The PR I created is an ECS fix, and even if it were merged, it would not solve the problem on the OpenSearch side. Would you be so kind as to create a new issue for us to discuss this matter further? In addition to the fact that ResourcePolicy can currently be created in CloudFormation without the custom resource, ResourcePolicy should be reused as described in this document. https://docs.aws.amazon.com/opensearch-service/latest/developerguide/createdomain-configure-slow-logs.html#:~:text=name%22%0A%20%20%20%20%7D%0A%7D-,Important,-CloudWatch%20Logs%20supports

XiaowenMaoA commented 10 months ago

@sakurai-ryo i found one related issue created before, https://github.com/aws/aws-cdk/issues/23637 Can we use this to track log-resource-policy in OpenSearch case? this is blocked our prod readiness coz we are scaling up to > 10 domain for sure.

i can not find a way to pass the shared ResourcePolicy and with logging enabled. Is there any possible workaround?

github-actions[bot] commented 10 months ago

⚠️COMMENT VISIBILITY WARNING⚠️

Comments on closed issues are hard for our team to see. If you need more assistance, please either tag a team member or open a new issue that references this one. If you wish to keep having a conversation with other community members under this issue feel free to do so.

sakurai-ryo commented 10 months ago

@XiaowenMaoA Yes, of course. As I mentioned in my previous comment, it may be difficult to avoid this problem. I would consider a PR to solve this problem.

stoicad commented 6 months ago

Any update on this? we don't want to add policies on our roles, but we are forced to do it when defining the logs..

sakurai-ryo commented 6 months ago

Hi @stoicad. Do you still have this problem when using aws-log-driver?

stoicad commented 6 months ago

Hi @sakurai-ryo, yes we do.
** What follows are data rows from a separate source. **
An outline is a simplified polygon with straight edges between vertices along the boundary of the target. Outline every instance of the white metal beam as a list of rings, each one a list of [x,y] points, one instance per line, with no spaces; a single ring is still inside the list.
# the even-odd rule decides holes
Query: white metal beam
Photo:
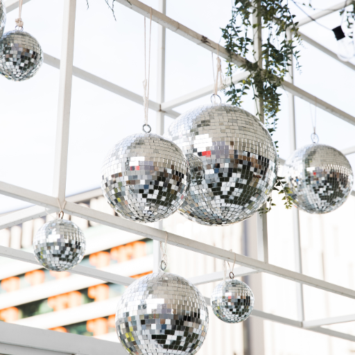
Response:
[[[267,313],[266,312],[263,312],[262,311],[258,311],[257,309],[254,309],[250,315],[251,317],[259,317],[260,318],[270,320],[271,322],[275,322],[277,323],[281,323],[286,325],[290,325],[291,327],[295,327],[296,328],[302,328],[302,322],[300,322],[298,320],[293,320],[289,318],[285,318],[284,317],[280,317],[279,315],[275,315],[274,314]],[[324,334],[329,336],[334,336],[335,338],[339,338],[340,339],[344,339],[345,340],[349,340],[355,342],[355,336],[352,336],[350,334],[346,334],[345,333],[340,333],[340,331],[336,331],[331,329],[328,329],[326,328],[322,328],[321,327],[317,327],[315,328],[307,328],[305,330],[309,330],[311,331],[314,331],[315,333],[320,333],[321,334]]]
[[[44,62],[45,64],[54,68],[60,68],[60,60],[59,59],[46,53],[44,53]],[[102,89],[105,89],[105,90],[112,92],[113,94],[116,94],[116,95],[124,97],[128,100],[130,100],[134,103],[143,105],[143,96],[141,95],[138,95],[138,94],[135,94],[135,92],[128,90],[124,87],[116,85],[113,83],[92,74],[87,71],[85,71],[85,70],[80,69],[77,67],[73,67],[73,75],[77,78],[79,78],[80,79],[87,81],[87,83],[90,83],[94,85],[96,85],[99,87],[101,87]],[[159,103],[149,100],[149,108],[154,111],[159,112],[160,110],[160,105]],[[166,111],[166,112],[165,112],[165,114],[169,117],[171,117],[172,119],[176,119],[176,117],[180,115],[178,112],[173,110],[168,110]]]
[[[322,46],[320,43],[315,41],[314,40],[312,40],[309,37],[304,35],[304,33],[302,33],[301,32],[299,32],[300,35],[301,35],[301,38],[304,41],[313,46],[313,47],[316,48],[319,51],[323,52],[324,54],[327,54],[329,57],[331,57],[333,59],[335,59],[336,61],[339,62],[340,63],[343,64],[343,65],[346,65],[348,68],[350,68],[352,70],[355,70],[355,65],[350,63],[349,62],[343,62],[343,60],[340,60],[336,53],[331,51],[330,49],[328,49],[327,48],[324,47],[324,46]]]
[[[317,319],[314,320],[306,320],[303,322],[304,328],[314,328],[322,325],[336,324],[339,323],[346,323],[347,322],[355,322],[355,314],[349,314],[347,315],[340,315],[339,317],[331,317],[324,319]]]
[[[125,350],[116,343],[5,322],[0,322],[0,344],[71,355],[126,355]]]
[[[351,5],[352,3],[352,0],[347,0],[346,6],[348,6],[349,5]],[[320,11],[319,12],[311,14],[311,17],[313,19],[320,19],[322,17],[324,17],[324,16],[327,16],[329,14],[335,12],[336,11],[338,11],[338,10],[341,10],[342,8],[344,8],[345,5],[345,3],[344,1],[338,3],[336,5],[333,5],[333,6],[330,6],[328,10],[323,10],[322,11]],[[301,27],[301,26],[304,26],[306,24],[309,24],[310,22],[312,22],[312,21],[313,21],[312,19],[307,17],[302,19],[300,19],[298,21],[298,26]]]
[[[57,203],[56,198],[53,197],[3,182],[0,182],[0,193],[45,207],[55,207]],[[125,230],[141,236],[159,241],[165,241],[166,234],[164,231],[99,211],[95,211],[73,202],[67,202],[64,211],[73,216],[87,219],[88,220],[97,222],[98,223],[113,227],[119,230]],[[168,243],[230,262],[234,261],[235,258],[236,263],[242,266],[251,268],[260,272],[267,272],[275,276],[281,277],[328,292],[355,299],[355,291],[354,290],[300,274],[299,272],[256,260],[244,255],[235,254],[232,252],[214,247],[213,245],[189,239],[173,233],[168,233]],[[17,250],[17,252],[19,251]],[[79,266],[74,269],[74,270],[78,268]],[[97,272],[98,270],[95,271]],[[96,276],[92,276],[92,275],[87,275],[87,276],[96,277]],[[114,281],[112,281],[112,282],[114,282]]]
[[[250,268],[245,268],[245,266],[239,266],[236,268],[234,270],[234,277],[241,277],[242,276],[248,276],[249,275],[257,273],[258,271]],[[217,271],[211,274],[201,275],[199,276],[194,276],[189,277],[188,279],[195,285],[202,285],[205,284],[209,284],[210,282],[216,282],[221,281],[224,277],[223,271]]]
[[[240,81],[246,79],[248,75],[249,71],[242,71],[241,73],[234,74],[232,80],[230,80],[230,78],[227,78],[225,85],[227,86],[230,86],[232,81],[234,84],[237,84]],[[214,84],[211,84],[204,87],[201,87],[198,90],[187,94],[186,95],[183,95],[182,96],[171,100],[170,101],[166,101],[165,103],[162,103],[162,110],[163,111],[171,110],[181,105],[184,105],[184,103],[187,103],[190,101],[193,101],[193,100],[197,100],[198,98],[205,96],[206,95],[211,94],[214,92]]]
[[[64,0],[53,184],[53,195],[58,198],[60,206],[63,206],[65,201],[67,184],[76,12],[76,0]]]

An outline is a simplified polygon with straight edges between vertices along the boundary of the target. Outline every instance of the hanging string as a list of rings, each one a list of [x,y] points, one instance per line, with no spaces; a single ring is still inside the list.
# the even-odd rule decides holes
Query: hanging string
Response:
[[[56,212],[57,218],[62,218],[62,219],[63,219],[63,216],[64,216],[63,209],[65,207],[65,205],[67,205],[67,201],[64,202],[63,207],[62,208],[62,206],[60,205],[60,201],[59,200],[59,198],[58,199],[58,206],[59,206],[59,211]],[[55,218],[51,215],[51,214],[49,214],[48,213],[47,209],[46,209],[46,214],[47,214],[47,216],[49,216],[53,219],[55,219]]]
[[[222,71],[222,63],[220,58],[219,58],[219,53],[217,49],[217,72],[216,76],[214,76],[214,53],[212,53],[212,71],[214,74],[214,93],[212,96],[214,98],[214,103],[216,103],[216,98],[219,97],[220,102],[222,100],[218,95],[218,90],[225,87],[225,78],[223,76],[223,72]]]
[[[150,25],[149,26],[148,62],[147,79],[146,17],[144,16],[144,80],[143,81],[143,107],[144,110],[144,125],[148,125],[149,108],[149,81],[150,78],[150,39],[152,37],[152,8],[150,8]]]
[[[160,261],[160,268],[164,271],[168,266],[168,256],[166,255],[166,242],[168,241],[168,232],[166,232],[166,236],[165,237],[165,243],[160,242],[160,255],[162,260]]]
[[[314,105],[314,118],[312,112],[312,105],[309,104],[309,110],[311,111],[311,119],[312,120],[312,126],[313,128],[313,132],[311,135],[311,138],[313,143],[318,143],[318,135],[315,132],[315,128],[317,125],[317,106]]]
[[[19,18],[15,20],[16,26],[20,27],[21,28],[24,28],[24,21],[21,18],[21,15],[22,12],[22,2],[23,0],[19,0]]]
[[[230,250],[230,252],[233,252],[232,249]],[[233,273],[233,270],[234,270],[234,265],[236,264],[236,254],[234,252],[234,261],[233,262],[233,267],[232,269],[230,268],[230,265],[229,261],[226,261],[225,260],[223,261],[223,282],[225,282],[225,278],[227,277],[227,263],[228,263],[228,267],[230,268],[230,277],[231,279],[234,278],[234,274]]]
We are not allowed to touch the existing roles via CDK, but when defining this one:

public createContainer(taskDefinition: FargateTaskDefinition): void {
    //TODO: fix logging on container
    //Tried with Log Group ARN but still not working: "arn:aws:logs:us-east-1::log-group:/ecs/web-taskdefinition:*"
    //logging: LogDrivers.awsLogs({ streamPrefix: `project-name-${this.ecsContextParams.environment}-web` })

    var container = taskDefinition.addContainer(`project-name-${this.ecsContextParams.environment}-web-container`, {
      image: ContainerImage.fromRegistry(this.envConfig.WEB_ECS_IMAGE),
   //logging: LogDrivers.awsLogs({ streamPrefix: `project-name-${this.ecsContextParams.environment}-web` })
    });

    container.addPortMappings({ containerPort: 80 });
    container.addPortMappings({ containerPort: 443 });
  }

it tries to add permissions to the role attached to the ECS (as a separate policy), although the logs:* is already available on the role.

sakurai-ryo commented 6 months ago

Thanks @stoicad. Does the existing roles refer to the ECS execution role? Could you share the entire code and errors to help us pinpoint the problem?